Das Resultat der chirurgischen Behandlung ist nicht vorhersehbar. Die Behandlung umfasst die Reparatur des Bruches bzw. die Resektion eines Teils oder des gesamten gebrochenen Sesambeins. Letzteres erfolgt in Kombination mit einer Reparatur der zugehörigen Gelenkkapsel. Eines der Hauptprobleme, sowohl der operativen wie auch der nicht-operativen Behandlung, ist, dass die zugrunde liegende Fussform (oft hochgewölbt), welche zur Entstehung der Erkrankung mit beiträgt, nicht behandelt wird.

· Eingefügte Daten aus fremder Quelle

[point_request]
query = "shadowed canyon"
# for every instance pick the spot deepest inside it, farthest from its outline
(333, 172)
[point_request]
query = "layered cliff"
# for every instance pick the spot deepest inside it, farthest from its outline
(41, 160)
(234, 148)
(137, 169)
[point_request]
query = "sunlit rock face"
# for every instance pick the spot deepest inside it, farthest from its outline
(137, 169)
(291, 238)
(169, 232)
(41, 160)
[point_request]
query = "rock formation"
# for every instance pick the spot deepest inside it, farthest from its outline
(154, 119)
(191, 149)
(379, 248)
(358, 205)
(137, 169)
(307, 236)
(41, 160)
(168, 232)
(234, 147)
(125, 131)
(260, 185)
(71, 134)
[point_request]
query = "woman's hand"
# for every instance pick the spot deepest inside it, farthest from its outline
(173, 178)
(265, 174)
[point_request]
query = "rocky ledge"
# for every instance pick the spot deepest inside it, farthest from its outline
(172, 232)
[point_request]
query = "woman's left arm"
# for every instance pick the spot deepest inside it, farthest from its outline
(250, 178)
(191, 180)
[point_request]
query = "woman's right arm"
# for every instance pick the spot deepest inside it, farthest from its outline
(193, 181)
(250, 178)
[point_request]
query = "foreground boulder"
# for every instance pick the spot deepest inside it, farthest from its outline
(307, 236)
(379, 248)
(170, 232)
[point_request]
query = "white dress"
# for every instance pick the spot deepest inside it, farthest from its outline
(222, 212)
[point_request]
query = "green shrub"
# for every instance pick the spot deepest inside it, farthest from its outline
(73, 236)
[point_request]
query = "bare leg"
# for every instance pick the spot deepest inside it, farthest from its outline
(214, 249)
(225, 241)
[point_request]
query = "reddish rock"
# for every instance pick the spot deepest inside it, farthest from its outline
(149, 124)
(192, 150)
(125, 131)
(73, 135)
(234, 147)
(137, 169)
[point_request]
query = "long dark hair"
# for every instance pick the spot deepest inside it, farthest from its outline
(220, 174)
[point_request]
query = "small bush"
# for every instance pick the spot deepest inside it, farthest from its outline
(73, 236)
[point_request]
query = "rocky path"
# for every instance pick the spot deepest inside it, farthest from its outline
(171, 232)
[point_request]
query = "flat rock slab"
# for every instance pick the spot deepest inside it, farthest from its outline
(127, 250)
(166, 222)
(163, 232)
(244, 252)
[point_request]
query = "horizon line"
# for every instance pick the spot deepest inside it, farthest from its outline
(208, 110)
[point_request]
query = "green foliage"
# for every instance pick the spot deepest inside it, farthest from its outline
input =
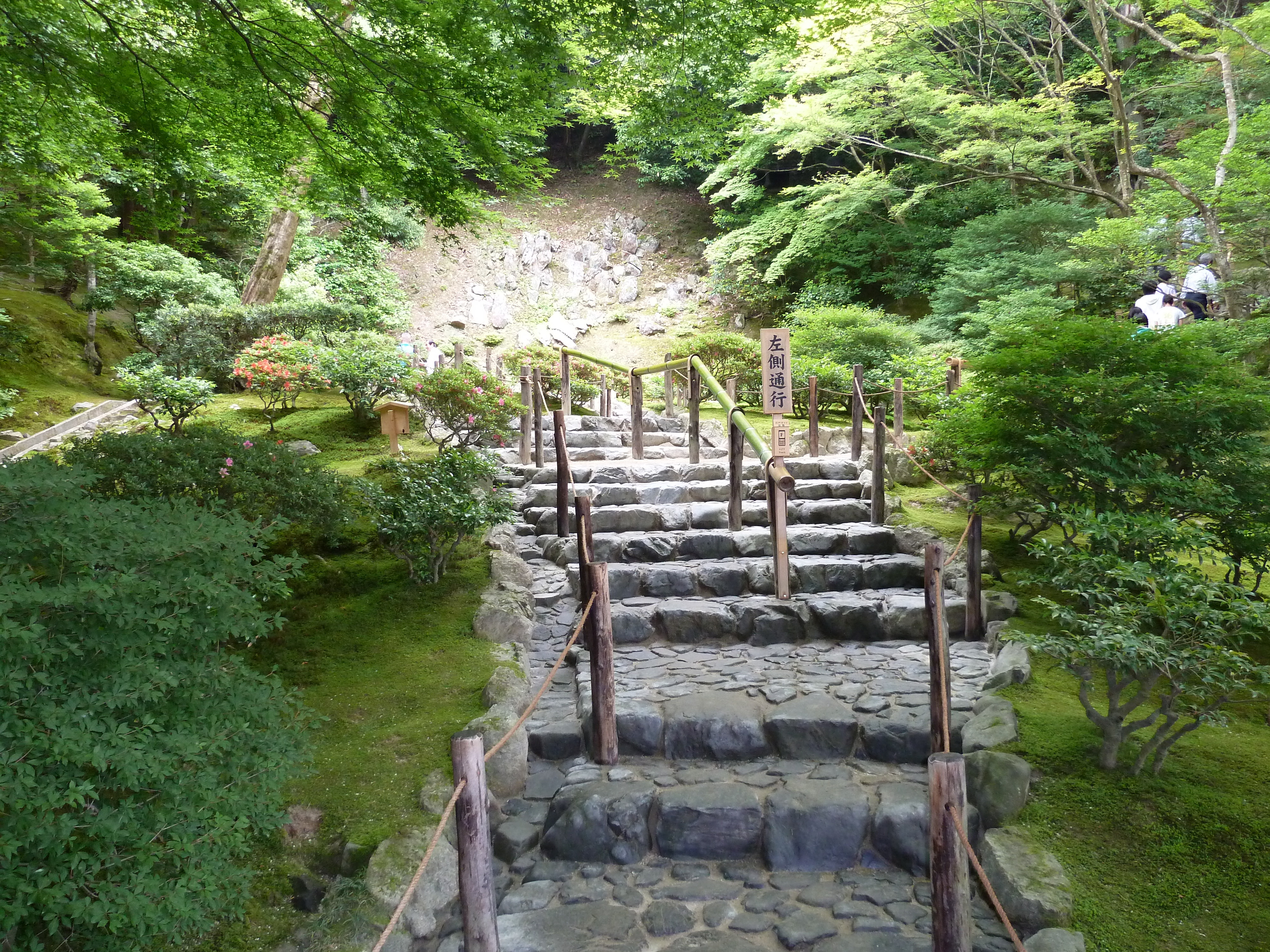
(1136, 615)
(1088, 413)
(463, 407)
(159, 394)
(152, 756)
(219, 470)
(427, 510)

Daraus resultierend wird der Bereich unterhalb der Basis der grossen Zehen während des Stehens und des Gehens konstanter und repetitiver Belastung ausgesetzt.

Mögliche Komplikationen der Operation

Mögliche allgemeine Komplikationen einer operativen Therapie sind u.a.:

  • Infektionen
  • Wundheilungsstörungen
  • Blutgerinnsel (TVT und LE)

Zu den spezifischen Komplikationen der operativen Therapie des Sesambeins gehören:

  • Reizung des Nervs, welcher zur Innenseite der Grosszehe läuft.
  • Persistierende Symptomatik, da die Belastung in diesem Bereich weiterbesteht.
  • Deformitäten der Grosszehe (Hallux valgus, Hallux varus, hochstehende Grosszehe)

Falls ein Sesambein der Grosszehe ohne adäquate Reparatur oder Rekonstruktion der plantaren Kapsel und des M. flexor hallucis brevis reseziert wird, kann sich eine sekundäre Deformität entwickeln. Die Resektion des medialen Sesambeins kann zu einem Hallux valgus und die des lateralen Sesambeins zu einem Hallux varus (mediale Deviation der Grosszehe) führen. Eine „Cock-up-Deformität“ der Grosszehe kann auftreten, falls beide Sesambeine reseziert werden und die Kapsel nicht adäquat repariert wird. In diesem Fall kann sich die Grosszehe nach oben aus der normalen Position heben, was eine störende Deformität zu Folge hat.